A Talk with Thought Provokah

Updated: Mar 1



Following a prolific run of projects through 2023, New York’s Thought Provokah is already warming up for the release of a new album. Slated for an April release, Loosies is the latest addition to the MC’s catalogue, carrying all the same wit, charisma, and storytelling precision that have defined the rapper as an underground heavyweight.


Despite what the title may suggest, Loosies is far more than a collection of unused tracks. Regarding the album, Provokah said, “It’s sort of an ode to New York, and an ode to the underground, in a sense … It basically just speaks around New York City culture, interwoven with how we have to sell our products now for half price.”


The rapper has been careful not to include too many features on past projects, but a surprising number of guests flood the tracklist for Loosies. “I feel like I’ve had enough bodies of work for people to know me, to know of me, and get familiar with my work. So then I felt it was the perfect time to start collaborating and adding other people to the story.”


With Knowitall, Burnz, and Moe Carter among the guests listed, a few more features are being kept secret. “Just like some cigarettes that are sold in New York, sometimes you think you’re getting the minimal amount. You may get twelve in a pack, it may come with two extra cigarettes, or somebody may slip a blunt in the pack for you.”


Beyond more collaborations, Thought Provokah has concrete plans for his 2024. Having dropped a series of albums and EPs in 2023 such as Life’s A Blur and Poetry In Motion, the MC is looking to outdo himself this year. “My end goal is to get to eight projects. Not just eight EPs; I want eight solid bodies of work, and for those bodies of work to be highly rated, not just in my eyes, but to how people receive them, how people live with them in their daily lives.”

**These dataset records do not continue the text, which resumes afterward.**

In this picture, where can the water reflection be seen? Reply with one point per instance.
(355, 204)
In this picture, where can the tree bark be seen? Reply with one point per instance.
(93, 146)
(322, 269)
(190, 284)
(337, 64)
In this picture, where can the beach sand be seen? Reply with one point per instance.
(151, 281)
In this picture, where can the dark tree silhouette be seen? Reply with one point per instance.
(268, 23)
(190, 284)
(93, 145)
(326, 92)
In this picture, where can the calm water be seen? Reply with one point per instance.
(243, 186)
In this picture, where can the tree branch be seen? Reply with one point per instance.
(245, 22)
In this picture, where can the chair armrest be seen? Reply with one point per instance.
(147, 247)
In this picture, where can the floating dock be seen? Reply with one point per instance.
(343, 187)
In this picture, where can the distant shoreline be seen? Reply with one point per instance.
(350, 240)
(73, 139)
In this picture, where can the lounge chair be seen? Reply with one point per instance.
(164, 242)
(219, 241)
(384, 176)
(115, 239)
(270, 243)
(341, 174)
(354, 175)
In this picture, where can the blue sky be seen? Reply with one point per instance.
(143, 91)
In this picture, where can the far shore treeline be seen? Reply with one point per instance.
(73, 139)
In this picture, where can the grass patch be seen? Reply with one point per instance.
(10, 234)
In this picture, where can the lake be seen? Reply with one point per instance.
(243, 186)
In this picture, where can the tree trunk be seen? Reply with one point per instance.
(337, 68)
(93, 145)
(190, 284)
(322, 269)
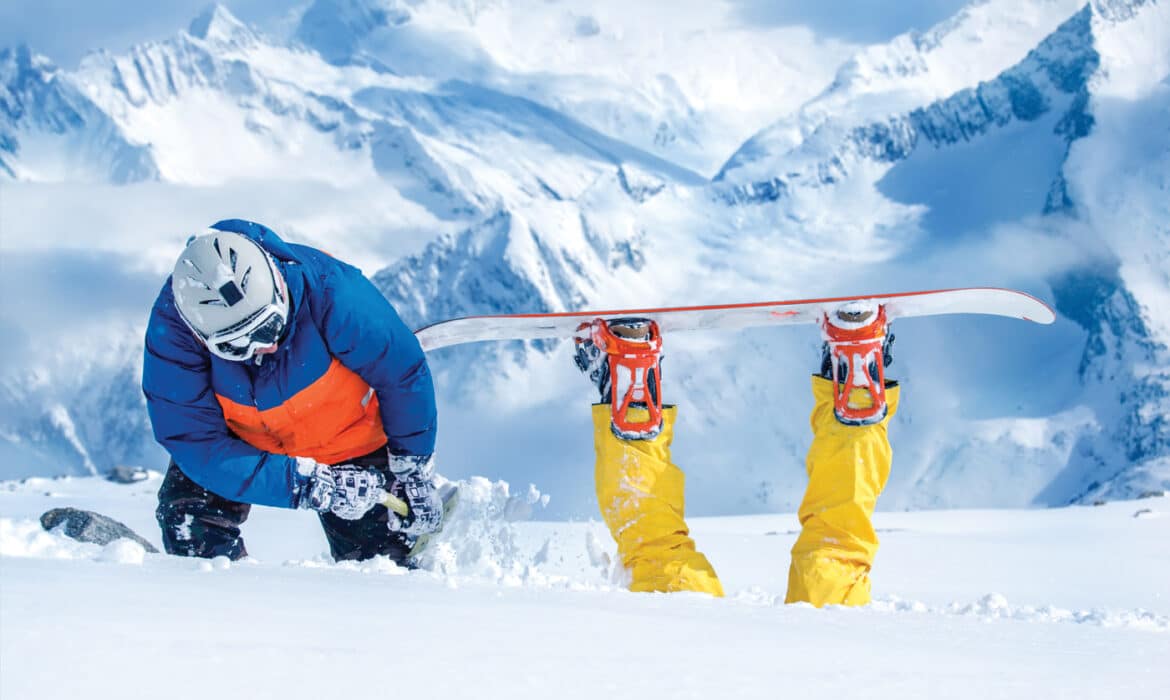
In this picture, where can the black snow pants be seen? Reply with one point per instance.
(195, 522)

With projects planned and full collaborations on the cards, Provokah is also determined to continue the tale of Knaps Jones, the downtrodden character he created back on 2022’s I’M GOOD I’M GOOD. Diving into the character, he said:


“I work in social services in New York, and you may find there is a Knaps Jones. There’s somebody down on their luck, loses their job, comes into services. There were older HBO specials where you would have meth addicts and alcoholics – you would hear their stories, regular people trying to get by. I used a combination of those to make the character Knaps Jones. A regular guy down on his luck, drinking to ease the pain, the mundane repetition of life … Once you become broken by that cycle, and don’t break the cycle, that’s when you tend to have a downward spiral. I kind of showed between two albums of Knaps Jones, the ebbs and flows of life.”


Although Provokah has an array of characters and concepts to tackle in 2024, the same genuine struggles that face Knaps Jones are bound to pop up on all his projects. Deeply influenced by his role as a social worker outside the studio, staying true to oneself has become a necessity for the MC. “I don’t want to penalise poverty. I don’t want to penalise struggle. I want to embrace it; I want to talk about it; I want to discuss it, and want others to join the conversation through my music as well.


“We all want to party; we all want to have fun; there’s different avenues for music and different feelings. But as far as I am concerned, subject matter rules the day for me, and I am going to continue pressing upon my fans subject matter and the things people deal with every day.”


While the MC won’t complain about good analytics and the odd Bandcamp sale, numbers have never been the priority for Thought Provokah. He said: “Fans and critics alike can be fickle, but if these are albums that people can live with people and they take into their everyday lives, that they can pull something from … I feel like that’s the essence of a classic – how someone lives with that album. Not universal recognition because those things are fleeting … If they live with that person, they sit in their living room, they sit with it at dinner, it’s discourse throughout your day, throughout your year, then you made a classic.”